A expressão indefinida ‘Quem’
na constituição da referência proverbial

Priscila Brasil Gonçalves Lacerda
p7brasil@gmail.com

 

Apresentamos aqui uma reflexão sobre a configuração semântica e enunciativa da expressão pronominal indefinida "Quem" tomando como base a sua figuração em provérbios como "Quem com ferro fere com ferro será ferido" ou sentenças genéricas de natureza proverbial, freqüentemente encontradas em slogans publicitários como "Quem é especial merece Nestlé!". Temos por objetivo compreender a atuação dessa expressão na constituição da referência própria de sentenças proverbiais. Podemos observar que "Quem", diferentemente do nome "passarinho", por exemplo, na sentença genérica "Passarinho que acompanha morcego dorme de cabeça para baixo", não encapsula em si mesma uma memória de sentidos e, por isso, descreve um perfil delimitado inteiramente pela predicação que a acompanha na articulação sintática. Assim, ela descreve um prospecto de referência cujo domínio é completamente determinado pelo predicado, o que nos faz reconhecer nessa expressão o compromisso de apontar o modo de referir em que se configura a sentença proverbial e não propriamente o compromisso de delimitar um domínio de referência.

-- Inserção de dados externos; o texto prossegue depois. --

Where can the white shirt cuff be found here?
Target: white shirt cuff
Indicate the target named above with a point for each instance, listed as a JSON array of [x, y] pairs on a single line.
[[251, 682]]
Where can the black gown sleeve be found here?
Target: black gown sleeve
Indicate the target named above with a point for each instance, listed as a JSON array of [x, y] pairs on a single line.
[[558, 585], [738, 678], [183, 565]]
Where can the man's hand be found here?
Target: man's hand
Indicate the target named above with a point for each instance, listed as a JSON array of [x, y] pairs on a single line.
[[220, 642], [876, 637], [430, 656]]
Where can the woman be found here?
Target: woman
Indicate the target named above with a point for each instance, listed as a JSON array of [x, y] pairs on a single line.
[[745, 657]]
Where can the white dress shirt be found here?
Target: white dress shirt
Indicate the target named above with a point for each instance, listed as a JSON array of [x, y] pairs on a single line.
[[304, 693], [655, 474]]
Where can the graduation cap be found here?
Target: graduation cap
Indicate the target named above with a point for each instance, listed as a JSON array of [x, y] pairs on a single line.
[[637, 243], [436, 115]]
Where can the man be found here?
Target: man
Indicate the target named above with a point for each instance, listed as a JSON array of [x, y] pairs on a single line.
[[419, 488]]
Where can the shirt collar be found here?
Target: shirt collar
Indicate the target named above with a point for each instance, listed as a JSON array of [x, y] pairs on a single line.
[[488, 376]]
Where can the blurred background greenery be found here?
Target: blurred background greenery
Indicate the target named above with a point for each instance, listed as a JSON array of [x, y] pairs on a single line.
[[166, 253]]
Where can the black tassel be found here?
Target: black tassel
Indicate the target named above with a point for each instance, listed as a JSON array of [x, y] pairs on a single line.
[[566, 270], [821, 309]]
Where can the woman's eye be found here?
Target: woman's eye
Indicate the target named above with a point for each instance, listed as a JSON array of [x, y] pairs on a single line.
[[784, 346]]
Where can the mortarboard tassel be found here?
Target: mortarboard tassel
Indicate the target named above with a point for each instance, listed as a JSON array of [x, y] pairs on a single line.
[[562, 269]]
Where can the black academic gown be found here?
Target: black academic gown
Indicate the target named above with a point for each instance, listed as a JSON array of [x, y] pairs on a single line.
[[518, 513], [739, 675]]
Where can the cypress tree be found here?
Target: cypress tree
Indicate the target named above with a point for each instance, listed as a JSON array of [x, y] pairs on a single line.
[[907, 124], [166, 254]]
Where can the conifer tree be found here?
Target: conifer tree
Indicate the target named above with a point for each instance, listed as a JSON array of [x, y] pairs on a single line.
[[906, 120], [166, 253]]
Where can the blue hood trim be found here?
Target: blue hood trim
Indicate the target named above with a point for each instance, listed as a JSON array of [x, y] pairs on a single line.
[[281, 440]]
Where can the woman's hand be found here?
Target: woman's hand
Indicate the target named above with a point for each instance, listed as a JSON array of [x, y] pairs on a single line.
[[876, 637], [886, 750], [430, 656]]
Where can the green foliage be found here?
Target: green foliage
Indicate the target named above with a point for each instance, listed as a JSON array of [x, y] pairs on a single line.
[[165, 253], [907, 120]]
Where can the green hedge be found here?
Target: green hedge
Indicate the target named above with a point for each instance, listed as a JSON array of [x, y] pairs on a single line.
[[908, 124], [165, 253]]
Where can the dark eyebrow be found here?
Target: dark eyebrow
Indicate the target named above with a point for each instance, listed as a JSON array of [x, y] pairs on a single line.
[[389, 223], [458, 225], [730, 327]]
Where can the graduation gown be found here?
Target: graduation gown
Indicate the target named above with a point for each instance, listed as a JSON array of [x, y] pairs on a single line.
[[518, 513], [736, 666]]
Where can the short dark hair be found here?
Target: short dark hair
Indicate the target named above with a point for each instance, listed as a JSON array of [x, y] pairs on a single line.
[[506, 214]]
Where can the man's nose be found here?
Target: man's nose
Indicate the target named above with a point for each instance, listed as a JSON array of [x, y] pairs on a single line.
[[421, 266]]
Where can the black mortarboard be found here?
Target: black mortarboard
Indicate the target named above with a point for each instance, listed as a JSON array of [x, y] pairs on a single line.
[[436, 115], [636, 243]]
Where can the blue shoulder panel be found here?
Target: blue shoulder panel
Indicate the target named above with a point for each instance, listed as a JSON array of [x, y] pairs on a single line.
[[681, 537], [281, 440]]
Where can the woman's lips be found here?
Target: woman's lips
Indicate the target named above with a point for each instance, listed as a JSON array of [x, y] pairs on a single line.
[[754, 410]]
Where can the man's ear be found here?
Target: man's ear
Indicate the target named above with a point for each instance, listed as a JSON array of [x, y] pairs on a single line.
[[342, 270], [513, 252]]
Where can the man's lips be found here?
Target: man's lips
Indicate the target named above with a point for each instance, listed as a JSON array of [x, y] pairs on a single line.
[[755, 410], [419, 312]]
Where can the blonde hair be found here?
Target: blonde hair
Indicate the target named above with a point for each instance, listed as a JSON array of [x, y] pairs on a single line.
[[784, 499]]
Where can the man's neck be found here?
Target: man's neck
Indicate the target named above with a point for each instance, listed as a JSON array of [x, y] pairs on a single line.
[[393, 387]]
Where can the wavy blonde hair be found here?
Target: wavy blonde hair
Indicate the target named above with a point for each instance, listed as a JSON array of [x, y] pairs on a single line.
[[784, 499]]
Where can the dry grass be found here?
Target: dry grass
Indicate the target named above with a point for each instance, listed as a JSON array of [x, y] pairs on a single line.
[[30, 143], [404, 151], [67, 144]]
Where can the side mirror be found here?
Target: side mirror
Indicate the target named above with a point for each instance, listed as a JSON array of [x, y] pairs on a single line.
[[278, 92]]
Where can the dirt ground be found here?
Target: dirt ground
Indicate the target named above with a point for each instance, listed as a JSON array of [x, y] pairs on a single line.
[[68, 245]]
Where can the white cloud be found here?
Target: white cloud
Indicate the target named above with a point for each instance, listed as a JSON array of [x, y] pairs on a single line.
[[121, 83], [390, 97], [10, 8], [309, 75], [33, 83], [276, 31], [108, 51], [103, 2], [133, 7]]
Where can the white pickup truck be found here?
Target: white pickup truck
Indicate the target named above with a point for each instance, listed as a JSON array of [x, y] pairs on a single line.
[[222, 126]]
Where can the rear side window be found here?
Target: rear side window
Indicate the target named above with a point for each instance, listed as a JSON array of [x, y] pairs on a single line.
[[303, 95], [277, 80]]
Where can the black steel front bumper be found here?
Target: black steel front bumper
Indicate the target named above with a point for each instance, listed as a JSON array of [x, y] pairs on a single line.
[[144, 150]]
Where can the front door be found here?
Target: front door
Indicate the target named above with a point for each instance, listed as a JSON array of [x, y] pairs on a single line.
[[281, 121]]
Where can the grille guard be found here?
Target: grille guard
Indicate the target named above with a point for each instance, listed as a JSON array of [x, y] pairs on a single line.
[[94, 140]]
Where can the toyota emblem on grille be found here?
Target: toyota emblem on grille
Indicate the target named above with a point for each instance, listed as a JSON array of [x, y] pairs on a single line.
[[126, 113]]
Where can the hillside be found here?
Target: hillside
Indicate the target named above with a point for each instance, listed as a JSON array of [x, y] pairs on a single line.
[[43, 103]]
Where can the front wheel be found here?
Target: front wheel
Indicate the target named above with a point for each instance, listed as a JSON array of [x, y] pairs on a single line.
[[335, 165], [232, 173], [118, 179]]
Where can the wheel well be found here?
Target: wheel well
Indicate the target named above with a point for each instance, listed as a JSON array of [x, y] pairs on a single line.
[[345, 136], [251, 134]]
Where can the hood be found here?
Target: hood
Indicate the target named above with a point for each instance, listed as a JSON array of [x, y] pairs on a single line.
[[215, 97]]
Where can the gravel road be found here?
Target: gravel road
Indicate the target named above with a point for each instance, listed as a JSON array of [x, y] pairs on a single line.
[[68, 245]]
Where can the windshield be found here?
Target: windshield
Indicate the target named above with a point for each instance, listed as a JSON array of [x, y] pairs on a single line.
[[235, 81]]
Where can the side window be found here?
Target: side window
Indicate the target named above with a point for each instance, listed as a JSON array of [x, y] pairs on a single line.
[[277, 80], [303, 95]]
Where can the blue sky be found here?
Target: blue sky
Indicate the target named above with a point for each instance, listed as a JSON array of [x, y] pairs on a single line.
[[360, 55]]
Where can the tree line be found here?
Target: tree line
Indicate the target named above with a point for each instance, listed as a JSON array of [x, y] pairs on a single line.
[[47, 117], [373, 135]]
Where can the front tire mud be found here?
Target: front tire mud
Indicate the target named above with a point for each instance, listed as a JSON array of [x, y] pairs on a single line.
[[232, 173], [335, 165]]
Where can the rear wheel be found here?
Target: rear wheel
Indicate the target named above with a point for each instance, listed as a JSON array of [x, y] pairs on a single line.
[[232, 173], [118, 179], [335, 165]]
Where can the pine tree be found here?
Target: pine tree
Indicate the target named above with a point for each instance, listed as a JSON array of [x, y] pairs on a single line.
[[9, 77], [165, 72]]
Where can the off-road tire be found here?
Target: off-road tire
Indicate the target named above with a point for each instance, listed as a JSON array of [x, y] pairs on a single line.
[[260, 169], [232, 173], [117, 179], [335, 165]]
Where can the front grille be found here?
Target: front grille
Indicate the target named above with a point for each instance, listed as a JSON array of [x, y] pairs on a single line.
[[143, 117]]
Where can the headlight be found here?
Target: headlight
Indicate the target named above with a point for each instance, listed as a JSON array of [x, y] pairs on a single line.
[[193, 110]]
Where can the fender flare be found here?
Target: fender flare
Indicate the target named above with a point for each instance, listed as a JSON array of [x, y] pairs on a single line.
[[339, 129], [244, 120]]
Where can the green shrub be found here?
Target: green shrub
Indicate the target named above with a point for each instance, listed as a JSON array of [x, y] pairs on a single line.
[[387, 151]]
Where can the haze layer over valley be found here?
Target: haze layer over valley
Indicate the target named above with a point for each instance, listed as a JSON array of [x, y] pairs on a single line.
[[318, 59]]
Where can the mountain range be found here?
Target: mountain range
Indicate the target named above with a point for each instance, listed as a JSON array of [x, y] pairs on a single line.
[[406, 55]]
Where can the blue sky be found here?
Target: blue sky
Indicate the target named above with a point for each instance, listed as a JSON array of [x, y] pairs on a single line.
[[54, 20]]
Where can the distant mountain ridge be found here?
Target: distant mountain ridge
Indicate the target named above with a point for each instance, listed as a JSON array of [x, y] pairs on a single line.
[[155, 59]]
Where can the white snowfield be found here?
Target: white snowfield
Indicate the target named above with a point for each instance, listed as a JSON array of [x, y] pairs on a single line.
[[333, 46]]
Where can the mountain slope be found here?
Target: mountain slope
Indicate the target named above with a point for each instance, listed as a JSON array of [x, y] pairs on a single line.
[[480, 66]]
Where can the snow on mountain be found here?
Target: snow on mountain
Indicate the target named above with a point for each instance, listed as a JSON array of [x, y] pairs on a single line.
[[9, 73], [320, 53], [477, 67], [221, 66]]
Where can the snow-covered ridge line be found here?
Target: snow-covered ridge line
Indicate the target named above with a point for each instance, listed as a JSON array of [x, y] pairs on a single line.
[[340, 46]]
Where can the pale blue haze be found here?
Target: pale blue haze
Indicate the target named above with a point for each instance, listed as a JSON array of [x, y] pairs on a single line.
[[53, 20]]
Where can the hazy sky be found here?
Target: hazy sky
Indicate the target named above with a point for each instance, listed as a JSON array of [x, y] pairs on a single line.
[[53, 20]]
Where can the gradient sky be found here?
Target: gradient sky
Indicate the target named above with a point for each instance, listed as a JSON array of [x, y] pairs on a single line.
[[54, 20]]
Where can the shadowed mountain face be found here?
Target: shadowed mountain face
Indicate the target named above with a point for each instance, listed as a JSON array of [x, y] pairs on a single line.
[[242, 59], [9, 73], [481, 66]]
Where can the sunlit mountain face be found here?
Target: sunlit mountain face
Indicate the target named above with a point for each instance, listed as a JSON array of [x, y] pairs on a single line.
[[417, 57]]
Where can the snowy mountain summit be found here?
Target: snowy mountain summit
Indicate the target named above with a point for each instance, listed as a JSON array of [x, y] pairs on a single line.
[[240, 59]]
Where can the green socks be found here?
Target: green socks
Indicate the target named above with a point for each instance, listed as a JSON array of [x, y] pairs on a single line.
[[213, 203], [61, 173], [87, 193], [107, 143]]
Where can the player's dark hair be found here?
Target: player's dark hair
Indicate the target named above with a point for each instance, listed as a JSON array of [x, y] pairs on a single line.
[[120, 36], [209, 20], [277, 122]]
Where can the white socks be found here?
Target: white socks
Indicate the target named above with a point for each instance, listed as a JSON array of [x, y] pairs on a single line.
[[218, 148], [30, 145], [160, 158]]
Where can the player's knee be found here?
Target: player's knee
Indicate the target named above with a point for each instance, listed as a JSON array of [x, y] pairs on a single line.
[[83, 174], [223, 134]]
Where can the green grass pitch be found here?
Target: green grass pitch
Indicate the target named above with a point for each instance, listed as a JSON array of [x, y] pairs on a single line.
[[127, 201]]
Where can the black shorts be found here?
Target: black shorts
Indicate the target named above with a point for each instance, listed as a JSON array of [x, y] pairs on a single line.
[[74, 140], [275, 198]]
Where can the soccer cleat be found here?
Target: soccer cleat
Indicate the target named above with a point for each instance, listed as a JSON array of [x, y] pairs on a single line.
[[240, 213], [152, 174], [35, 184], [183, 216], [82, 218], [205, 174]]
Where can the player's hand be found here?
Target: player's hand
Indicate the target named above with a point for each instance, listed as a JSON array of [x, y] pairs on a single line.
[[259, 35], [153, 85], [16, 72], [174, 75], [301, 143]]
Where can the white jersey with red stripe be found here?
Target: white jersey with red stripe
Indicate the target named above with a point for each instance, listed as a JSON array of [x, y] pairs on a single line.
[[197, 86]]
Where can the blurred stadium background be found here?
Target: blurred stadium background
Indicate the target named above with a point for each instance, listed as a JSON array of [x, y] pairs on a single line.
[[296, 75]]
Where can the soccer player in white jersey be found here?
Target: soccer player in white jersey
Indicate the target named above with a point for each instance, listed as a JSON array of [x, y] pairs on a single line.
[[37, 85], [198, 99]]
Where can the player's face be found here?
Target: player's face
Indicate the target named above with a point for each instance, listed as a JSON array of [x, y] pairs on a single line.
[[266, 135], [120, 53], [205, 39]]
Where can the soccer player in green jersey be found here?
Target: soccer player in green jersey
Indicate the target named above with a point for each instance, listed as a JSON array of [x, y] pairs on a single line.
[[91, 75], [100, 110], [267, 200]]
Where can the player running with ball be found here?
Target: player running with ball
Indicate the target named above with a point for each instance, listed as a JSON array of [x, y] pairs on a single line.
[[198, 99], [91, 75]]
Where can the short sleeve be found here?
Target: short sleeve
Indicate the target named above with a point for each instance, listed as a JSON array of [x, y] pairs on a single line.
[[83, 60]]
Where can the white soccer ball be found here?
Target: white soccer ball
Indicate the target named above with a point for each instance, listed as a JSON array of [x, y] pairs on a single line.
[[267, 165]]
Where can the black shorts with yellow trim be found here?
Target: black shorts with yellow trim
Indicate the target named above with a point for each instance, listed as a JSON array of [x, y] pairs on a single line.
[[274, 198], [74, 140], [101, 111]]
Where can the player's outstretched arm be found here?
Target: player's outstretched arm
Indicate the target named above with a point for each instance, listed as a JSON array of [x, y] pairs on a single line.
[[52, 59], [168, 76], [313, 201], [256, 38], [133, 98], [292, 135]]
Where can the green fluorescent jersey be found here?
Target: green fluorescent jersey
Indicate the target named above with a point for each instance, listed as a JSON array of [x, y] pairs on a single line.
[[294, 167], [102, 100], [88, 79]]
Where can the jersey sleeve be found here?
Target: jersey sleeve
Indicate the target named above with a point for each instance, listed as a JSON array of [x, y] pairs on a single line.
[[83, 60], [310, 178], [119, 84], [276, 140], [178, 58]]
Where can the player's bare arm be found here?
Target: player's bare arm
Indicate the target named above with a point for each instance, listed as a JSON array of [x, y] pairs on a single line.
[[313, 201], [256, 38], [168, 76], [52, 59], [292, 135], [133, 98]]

A partir deste trabalho e em congruência com o nosso interesse no desenvolvimento de uma sintaxe de bases enunciativas, acreditamos que poderemos contribuir para uma reflexão a respeito da especificidade exercida pela configuração do lugar sintático de sujeito na configuração do status enunciativo de sentenças proverbiais, que se caracterizam por perfazerem uma referência genérica, i.e., um índice de referência não saturado sequer nas instâncias enunciativas que a atualizam. E essa contribuição nos parece possível precisamente porque a expressão "Quem", intercambiável por "Aquele que", só pode figurar em constituintes oracionais e, dentro destes, deve estar alocada no lugar de sujeito gramatical; exclusividade atestada pela não-aceitabilidade de sentenças como "(?) Produtos Nestlé são merecidos por quem/aquele que", em que deslocamos a expressão do lugar de sujeito gramatical. Diríamos, portanto, que o modo de referir genérico parece estar constitutivamente ancorado no sujeito gramatical.